> The thing people should rightly dismiss is the idea that human engineering is a minor enough consideration in predictions of the far future that it can be ignored as a sort of rounding error.
Which is not my argument. At all. You’re talking about if we can, I’m talking about if we will. The article—again, rightly—explains what we predict is going to happen according to the information we have. It’s trying to be a scientific-minded article, not a science-fiction article. By your token, anyone could make up any technology to contradict the article, which is not a productive discussion.
> the kind of global agreement you're dismissing as unachievable.
I disagree it’s the same kind of agreement. The difference in magnitude and investment is gargantuan to the point it’s another category altogether. Like a group deciding where they’ll go out to dinner VS deciding which country they’ll all move to. Both require mutual agreement for the same group to advance, but that’s where the similarities end.
> Undoubtedly, if there are still humans after a few hundred million years
Which is a big if. You can’t in good faith flout “just move Earth further from the Sun” as if it was something routine without considering all the very real and very big obstacles which are in our way right now, billions of years before your proposed scenario.

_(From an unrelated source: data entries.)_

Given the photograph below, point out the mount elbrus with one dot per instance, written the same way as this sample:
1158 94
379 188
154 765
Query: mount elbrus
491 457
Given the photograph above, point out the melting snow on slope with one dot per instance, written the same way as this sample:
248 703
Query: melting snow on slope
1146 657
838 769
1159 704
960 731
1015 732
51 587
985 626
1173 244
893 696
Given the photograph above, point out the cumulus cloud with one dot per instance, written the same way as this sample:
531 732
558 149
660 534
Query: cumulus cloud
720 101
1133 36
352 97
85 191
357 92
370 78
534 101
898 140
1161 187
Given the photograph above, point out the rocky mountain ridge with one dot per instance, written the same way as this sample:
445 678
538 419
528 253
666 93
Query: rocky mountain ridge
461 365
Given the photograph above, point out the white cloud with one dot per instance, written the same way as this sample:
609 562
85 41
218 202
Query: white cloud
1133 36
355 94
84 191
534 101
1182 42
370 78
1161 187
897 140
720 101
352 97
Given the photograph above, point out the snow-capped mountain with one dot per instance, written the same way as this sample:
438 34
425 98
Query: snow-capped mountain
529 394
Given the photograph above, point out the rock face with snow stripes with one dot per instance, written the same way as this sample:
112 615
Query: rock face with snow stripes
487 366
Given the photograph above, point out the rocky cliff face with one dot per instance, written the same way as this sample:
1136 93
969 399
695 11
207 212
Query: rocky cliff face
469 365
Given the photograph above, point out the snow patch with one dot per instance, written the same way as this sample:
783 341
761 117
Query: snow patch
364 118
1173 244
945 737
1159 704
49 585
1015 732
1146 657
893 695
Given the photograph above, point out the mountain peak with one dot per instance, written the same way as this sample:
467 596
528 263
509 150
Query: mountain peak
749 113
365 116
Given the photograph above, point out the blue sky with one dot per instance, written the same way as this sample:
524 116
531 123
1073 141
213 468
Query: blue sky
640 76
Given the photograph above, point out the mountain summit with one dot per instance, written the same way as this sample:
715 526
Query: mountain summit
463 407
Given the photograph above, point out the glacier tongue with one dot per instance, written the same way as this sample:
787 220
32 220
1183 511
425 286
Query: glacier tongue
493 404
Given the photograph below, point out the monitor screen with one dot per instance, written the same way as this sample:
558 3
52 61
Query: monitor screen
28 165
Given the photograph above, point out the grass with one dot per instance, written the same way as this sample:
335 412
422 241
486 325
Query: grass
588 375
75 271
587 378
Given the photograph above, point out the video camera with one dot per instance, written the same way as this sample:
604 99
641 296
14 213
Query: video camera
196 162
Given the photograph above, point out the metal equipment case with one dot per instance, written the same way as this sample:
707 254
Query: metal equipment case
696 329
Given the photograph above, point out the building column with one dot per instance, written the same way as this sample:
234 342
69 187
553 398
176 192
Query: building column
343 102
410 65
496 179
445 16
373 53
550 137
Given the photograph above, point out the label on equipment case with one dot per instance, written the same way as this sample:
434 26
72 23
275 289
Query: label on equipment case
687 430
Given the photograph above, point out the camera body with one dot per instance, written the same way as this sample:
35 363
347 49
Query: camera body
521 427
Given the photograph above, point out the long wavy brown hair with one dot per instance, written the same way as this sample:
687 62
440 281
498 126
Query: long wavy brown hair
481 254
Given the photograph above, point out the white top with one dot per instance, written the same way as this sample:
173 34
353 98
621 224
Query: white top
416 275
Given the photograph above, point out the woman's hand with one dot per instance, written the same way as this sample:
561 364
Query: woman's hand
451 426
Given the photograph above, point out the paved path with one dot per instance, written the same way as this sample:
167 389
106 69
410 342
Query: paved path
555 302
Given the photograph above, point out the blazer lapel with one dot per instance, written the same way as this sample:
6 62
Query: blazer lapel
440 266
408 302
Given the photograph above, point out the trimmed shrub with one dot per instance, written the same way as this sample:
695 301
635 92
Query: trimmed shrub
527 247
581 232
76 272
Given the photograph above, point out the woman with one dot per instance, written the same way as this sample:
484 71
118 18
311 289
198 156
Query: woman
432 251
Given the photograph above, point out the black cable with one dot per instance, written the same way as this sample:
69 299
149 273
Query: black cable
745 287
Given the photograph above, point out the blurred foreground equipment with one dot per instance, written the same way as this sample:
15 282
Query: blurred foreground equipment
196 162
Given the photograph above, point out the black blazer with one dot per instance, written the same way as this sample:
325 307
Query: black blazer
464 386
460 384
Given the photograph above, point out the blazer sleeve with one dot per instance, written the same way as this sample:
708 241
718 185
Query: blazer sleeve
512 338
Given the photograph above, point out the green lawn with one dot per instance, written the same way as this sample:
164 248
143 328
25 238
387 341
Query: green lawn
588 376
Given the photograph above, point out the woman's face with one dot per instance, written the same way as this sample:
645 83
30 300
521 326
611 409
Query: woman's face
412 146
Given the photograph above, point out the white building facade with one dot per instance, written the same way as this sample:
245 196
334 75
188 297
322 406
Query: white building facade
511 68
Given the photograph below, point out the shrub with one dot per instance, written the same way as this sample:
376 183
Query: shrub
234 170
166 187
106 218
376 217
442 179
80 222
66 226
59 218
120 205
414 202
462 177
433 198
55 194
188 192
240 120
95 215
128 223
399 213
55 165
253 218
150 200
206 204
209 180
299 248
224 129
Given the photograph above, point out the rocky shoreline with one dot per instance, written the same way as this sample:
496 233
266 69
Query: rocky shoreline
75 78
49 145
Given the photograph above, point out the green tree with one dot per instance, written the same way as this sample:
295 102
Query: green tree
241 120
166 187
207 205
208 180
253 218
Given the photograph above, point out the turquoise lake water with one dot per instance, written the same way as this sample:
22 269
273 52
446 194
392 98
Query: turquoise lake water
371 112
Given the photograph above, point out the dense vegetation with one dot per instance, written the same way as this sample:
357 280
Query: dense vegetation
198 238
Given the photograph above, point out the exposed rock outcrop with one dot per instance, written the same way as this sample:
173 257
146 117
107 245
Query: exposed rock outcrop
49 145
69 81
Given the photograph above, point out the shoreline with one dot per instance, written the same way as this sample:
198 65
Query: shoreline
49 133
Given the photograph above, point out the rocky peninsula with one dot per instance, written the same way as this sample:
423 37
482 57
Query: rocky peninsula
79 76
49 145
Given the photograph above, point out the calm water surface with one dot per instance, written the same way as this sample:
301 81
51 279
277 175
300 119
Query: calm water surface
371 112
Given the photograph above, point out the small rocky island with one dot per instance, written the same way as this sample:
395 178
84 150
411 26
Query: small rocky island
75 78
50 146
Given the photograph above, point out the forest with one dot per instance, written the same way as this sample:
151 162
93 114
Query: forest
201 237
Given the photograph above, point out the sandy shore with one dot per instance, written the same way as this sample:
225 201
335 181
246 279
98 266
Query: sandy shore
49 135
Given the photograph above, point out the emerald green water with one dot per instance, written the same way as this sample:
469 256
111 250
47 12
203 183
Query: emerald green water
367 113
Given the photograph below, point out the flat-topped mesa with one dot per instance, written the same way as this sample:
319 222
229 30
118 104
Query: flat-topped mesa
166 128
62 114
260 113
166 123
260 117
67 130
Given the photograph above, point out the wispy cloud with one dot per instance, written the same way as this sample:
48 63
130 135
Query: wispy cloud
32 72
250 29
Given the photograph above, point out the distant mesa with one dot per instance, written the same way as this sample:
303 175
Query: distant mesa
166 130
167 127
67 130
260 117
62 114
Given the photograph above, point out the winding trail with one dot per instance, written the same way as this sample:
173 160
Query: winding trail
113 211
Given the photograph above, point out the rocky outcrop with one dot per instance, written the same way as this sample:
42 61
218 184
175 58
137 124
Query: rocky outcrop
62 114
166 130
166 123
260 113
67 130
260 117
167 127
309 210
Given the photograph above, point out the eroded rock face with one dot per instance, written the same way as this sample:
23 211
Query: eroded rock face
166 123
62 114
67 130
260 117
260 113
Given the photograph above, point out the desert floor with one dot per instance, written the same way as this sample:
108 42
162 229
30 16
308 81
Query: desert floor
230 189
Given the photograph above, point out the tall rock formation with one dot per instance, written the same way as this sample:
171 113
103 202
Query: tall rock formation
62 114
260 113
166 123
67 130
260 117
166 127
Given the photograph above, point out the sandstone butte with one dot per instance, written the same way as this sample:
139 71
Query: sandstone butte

The crux of my point is merely that your criticism of the article is unwarranted. Sure, phantasise about any any possible approaches to the problem you can think of, but acting like the article somehow failed to consider those options is what I’m disagreeing with.
I'm not making up any technology. Conservation of energy, solar power, artificial satellites, and Newtonian gravitation are not the same kind of "science fiction" as faster-than-light drives, little green men, or inevitable human extinction. What we should predict, according to the information we have right now, is that humans will be able to decide whether or not the Earth gets incinerated, unless they die off first.
Yes, moving the Earth is a larger project than replacing CFCs. But the humans harness progressively larger amounts of power per capita over time, historically at the rate of about 1.2% per year. At that rate, a Dyson swarm will capture effectively all of the Sun's 48-petawatt output in six or seven hundred years, though I expect the rate to accelerate. That's over a billion times larger than the power required to move Earth to anywhere. If you were to distribute the Sun's power evenly to the world's current population, only 7 people (per generation) would need to pool their shares to achieve it. So the magnitude of investment is extremely manageable.
I'm not interested in the real and very big obstacles that are in your way right now. I'm interested in which of those obstacles will remain 400 million years from now. It seems irresponsible to speculate that humanity will remain collectively suicidal for such long spans of time—if nothing else, you'd expect the collectively-suicidal subpopulations to become scarcer over time.